Ally desafía a los bancos con sucursales para conquistar a Gen Z y millennials
Ally quiere que la banca digital vuelva a sentirse culturalmente relevante. La entidad lanzó su nueva plataforma de marca, “Life Today”, con una campaña que apunta directamente a millennials y Gen Z: menos sucursales, más experiencia móvil y mensajes diseñados para generar conversación.
La noticia fue reportada por Marketing Dive, a partir de una entrevista con Bridget Sponsky, directora ejecutiva de marca, patrocinios y marketing creativo de Ally, y del anuncio oficial de la compañía.
El gancho: burlarse de la sucursal bancaria
Uno de los anuncios más llamativos cubre el estacionamiento del edificio de Ally en Charlotte, Carolina del Norte, con una frase de tono local: “Actually go to the bank? Bless your heart”. Otro billboard en Nueva York va más directo: “Cool branch, bro. No branches means more money for you”.
La idea creativa es clara: Ally está usando exterior y mensajes con filo para diferenciarse en una categoría donde bancos tradicionales, fintechs y neobancos compiten por la misma atención.
Según Sponsky, la marca está redefiniendo su audiencia objetivo hacia consumidores nativos digitales, especialmente Gen Z y millennials, que ya están acostumbrados a gestionar su dinero desde el teléfono.
Por qué Ally mira a Gen Z y millennials
La campaña no es solo un cambio estético. Ally busca convertirse en banco principal para ahorro y gasto cotidiano, no solo en una opción secundaria.
El contexto ayuda a entender la apuesta: en el primer trimestre de 2026, Ally reportó US$146.000 millones en depósitos minoristas y sumó 74.000 nuevos clientes netos de depósitos, alcanzando 3,5 millones. La compañía también señaló que millennials y consumidores más jóvenes siguen siendo el segmento generacional más grande entre sus nuevos clientes.
Marketing Dive cita datos de JD Power según los cuales, en los últimos tres meses, 43% de las nuevas cuentas corrientes fueron abiertas por millennials y 31% por Gen Z. En cuentas de ahorro, los porcentajes fueron 37% y 32%, respectivamente.

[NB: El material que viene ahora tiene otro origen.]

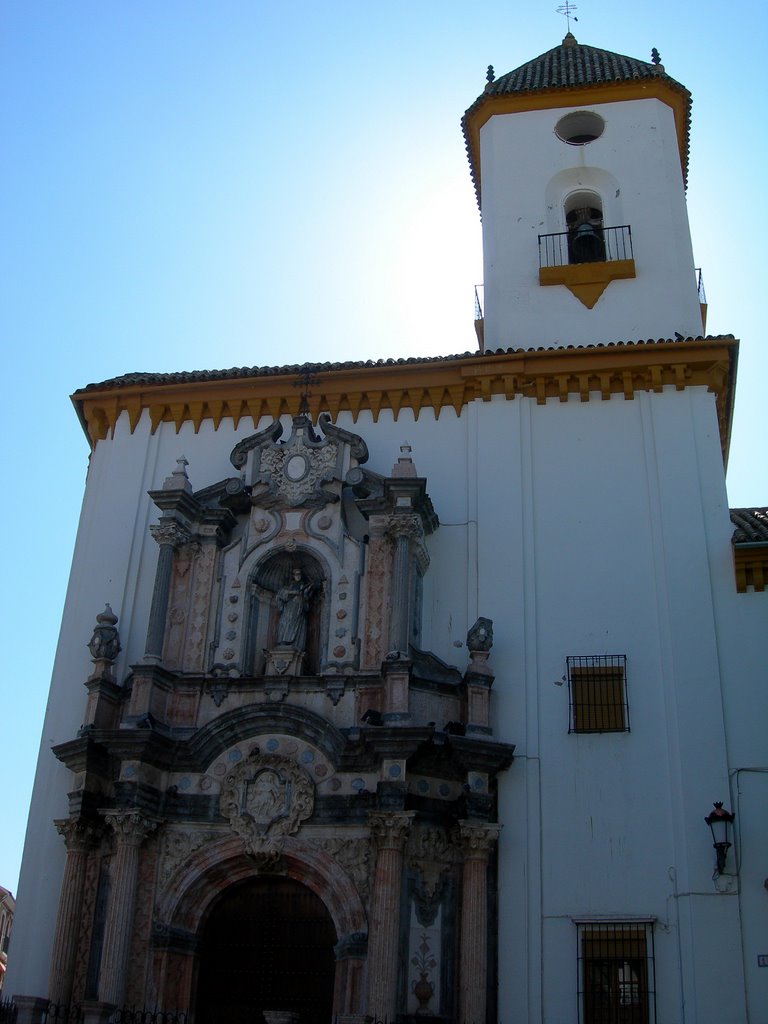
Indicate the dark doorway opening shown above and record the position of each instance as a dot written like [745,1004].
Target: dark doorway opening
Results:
[267,944]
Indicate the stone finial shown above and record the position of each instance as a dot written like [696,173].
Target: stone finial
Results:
[404,465]
[480,636]
[178,480]
[104,644]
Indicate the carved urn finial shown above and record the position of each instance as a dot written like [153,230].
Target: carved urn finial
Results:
[480,636]
[178,480]
[104,644]
[404,465]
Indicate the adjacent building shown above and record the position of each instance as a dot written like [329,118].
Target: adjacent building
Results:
[419,677]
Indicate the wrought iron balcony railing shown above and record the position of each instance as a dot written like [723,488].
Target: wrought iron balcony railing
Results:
[586,245]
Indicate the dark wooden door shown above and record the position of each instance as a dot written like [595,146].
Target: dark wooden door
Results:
[267,944]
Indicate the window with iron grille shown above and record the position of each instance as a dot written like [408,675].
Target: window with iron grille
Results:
[616,976]
[597,693]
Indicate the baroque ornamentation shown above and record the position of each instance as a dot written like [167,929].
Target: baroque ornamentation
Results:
[478,840]
[79,836]
[104,644]
[389,828]
[177,846]
[170,531]
[130,826]
[266,797]
[406,524]
[354,856]
[480,636]
[431,853]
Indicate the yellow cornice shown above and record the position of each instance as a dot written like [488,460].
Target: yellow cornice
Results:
[751,564]
[588,281]
[604,92]
[435,384]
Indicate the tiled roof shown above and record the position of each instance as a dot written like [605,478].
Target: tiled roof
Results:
[571,65]
[752,525]
[243,373]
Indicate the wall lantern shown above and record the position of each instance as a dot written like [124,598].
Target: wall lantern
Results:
[720,822]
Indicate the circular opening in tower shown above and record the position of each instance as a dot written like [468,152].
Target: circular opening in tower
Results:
[580,127]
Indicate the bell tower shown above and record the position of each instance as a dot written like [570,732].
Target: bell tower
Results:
[580,161]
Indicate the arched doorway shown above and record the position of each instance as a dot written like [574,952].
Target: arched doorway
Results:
[266,944]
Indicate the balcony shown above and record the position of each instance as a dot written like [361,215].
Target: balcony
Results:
[586,260]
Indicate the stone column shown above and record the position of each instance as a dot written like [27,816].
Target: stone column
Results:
[79,838]
[477,842]
[169,534]
[31,1010]
[402,527]
[389,833]
[131,827]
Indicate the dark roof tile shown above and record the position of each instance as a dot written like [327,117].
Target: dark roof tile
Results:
[752,525]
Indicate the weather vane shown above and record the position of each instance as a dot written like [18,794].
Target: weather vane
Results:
[567,9]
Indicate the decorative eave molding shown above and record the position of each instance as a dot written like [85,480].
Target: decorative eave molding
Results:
[433,384]
[751,565]
[486,105]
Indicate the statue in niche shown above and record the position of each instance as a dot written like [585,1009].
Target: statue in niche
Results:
[293,604]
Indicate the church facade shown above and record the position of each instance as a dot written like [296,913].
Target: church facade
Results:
[418,677]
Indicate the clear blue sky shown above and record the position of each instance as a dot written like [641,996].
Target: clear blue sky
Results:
[188,184]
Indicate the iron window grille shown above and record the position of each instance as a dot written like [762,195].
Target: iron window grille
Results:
[597,693]
[616,973]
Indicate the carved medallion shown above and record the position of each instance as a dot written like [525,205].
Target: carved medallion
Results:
[266,796]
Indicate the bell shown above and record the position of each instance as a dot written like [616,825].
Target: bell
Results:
[587,246]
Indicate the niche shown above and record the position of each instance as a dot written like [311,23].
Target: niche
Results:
[267,591]
[584,218]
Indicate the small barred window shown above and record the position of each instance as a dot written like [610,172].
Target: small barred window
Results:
[616,975]
[597,690]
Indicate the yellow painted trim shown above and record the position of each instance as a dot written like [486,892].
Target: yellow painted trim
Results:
[587,96]
[451,383]
[588,281]
[751,564]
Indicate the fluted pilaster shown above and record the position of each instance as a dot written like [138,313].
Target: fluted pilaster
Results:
[169,536]
[79,838]
[477,842]
[403,528]
[130,827]
[389,833]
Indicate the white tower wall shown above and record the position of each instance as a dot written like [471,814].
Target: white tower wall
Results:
[527,173]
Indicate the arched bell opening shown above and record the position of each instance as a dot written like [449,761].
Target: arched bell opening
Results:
[194,892]
[287,609]
[584,218]
[267,943]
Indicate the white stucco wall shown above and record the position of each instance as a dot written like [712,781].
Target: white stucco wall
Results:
[527,172]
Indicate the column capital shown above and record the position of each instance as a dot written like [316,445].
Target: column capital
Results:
[130,826]
[389,829]
[170,531]
[79,836]
[477,840]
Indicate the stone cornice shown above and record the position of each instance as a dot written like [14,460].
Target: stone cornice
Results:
[434,384]
[489,104]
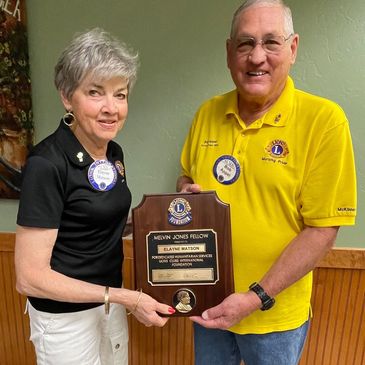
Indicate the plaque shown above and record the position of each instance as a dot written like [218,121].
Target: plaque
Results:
[182,250]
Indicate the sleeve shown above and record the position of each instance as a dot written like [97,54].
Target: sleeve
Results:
[188,151]
[42,194]
[329,193]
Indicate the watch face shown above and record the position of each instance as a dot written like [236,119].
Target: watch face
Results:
[268,304]
[266,300]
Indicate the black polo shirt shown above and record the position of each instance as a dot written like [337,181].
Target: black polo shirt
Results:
[56,193]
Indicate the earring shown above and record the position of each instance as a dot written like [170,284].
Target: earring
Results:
[68,115]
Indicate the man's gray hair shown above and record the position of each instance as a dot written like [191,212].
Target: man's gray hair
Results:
[288,19]
[94,53]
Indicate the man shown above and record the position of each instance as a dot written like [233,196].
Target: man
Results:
[283,160]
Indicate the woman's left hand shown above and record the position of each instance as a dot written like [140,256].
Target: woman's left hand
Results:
[146,309]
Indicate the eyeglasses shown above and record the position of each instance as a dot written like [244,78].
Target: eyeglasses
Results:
[270,44]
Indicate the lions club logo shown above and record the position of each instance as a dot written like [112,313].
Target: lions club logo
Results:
[179,212]
[277,149]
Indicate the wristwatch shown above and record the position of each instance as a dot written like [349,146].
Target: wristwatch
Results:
[266,300]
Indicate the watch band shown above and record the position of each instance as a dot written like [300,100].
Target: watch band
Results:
[266,300]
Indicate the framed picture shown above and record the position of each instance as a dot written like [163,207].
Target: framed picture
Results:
[16,121]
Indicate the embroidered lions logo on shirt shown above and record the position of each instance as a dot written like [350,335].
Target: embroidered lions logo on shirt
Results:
[277,148]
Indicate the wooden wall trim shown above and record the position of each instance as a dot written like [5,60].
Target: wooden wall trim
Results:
[344,258]
[338,257]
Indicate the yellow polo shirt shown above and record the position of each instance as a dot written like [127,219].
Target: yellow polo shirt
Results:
[296,168]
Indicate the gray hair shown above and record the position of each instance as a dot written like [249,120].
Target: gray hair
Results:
[96,53]
[288,19]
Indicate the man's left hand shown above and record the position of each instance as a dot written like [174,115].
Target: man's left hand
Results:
[231,311]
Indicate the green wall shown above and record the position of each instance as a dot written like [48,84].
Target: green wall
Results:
[182,50]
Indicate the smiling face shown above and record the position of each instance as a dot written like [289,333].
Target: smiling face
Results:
[100,109]
[259,76]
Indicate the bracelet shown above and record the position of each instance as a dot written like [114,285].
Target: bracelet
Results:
[106,300]
[137,302]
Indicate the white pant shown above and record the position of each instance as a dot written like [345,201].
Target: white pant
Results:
[88,337]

La campaña también entra al territorio de influencers y deporte femenino
Ally planea reforzar la plataforma con más trabajo junto a influencers, especialmente atletas mujeres, para construir confianza y engagement. La marca ya había anunciado que logró dividir en partes iguales su inversión publicitaria en medios deportivos masculinos y femeninos.
Para Sponsky, las atletas femeninas son percibidas como creíbles, confiables y aspiracionales, atributos que la marca quiere trasladar a su posicionamiento.
Qué significa para marketing
La jugada de Ally muestra una lección importante: en categorías funcionales y poco emocionales, como servicios financieros, la diferenciación puede venir de convertir una ventaja operativa en una postura cultural.
“No tenemos sucursales” podría sonar como una limitación. Ally lo transforma en promesa de valor: menos infraestructura física, más conveniencia y potencialmente mejores condiciones para el usuario.
Para marketers, el caso también refuerza tres ideas:
- La creatividad en OOH sigue funcionando cuando el mensaje está conectado al contexto local y social.
- Gen Z y millennials no solo quieren productos digitales; esperan marcas con una postura clara y reconocible.
- En categorías saturadas, ser “útil” ya no basta: la marca necesita volverse memorable.
La campaña fue desarrollada con Anomaly LA y busca escalar en distintos canales durante el tiempo, mientras Ally compite por atención en una industria financiera cada vez más fragmentada.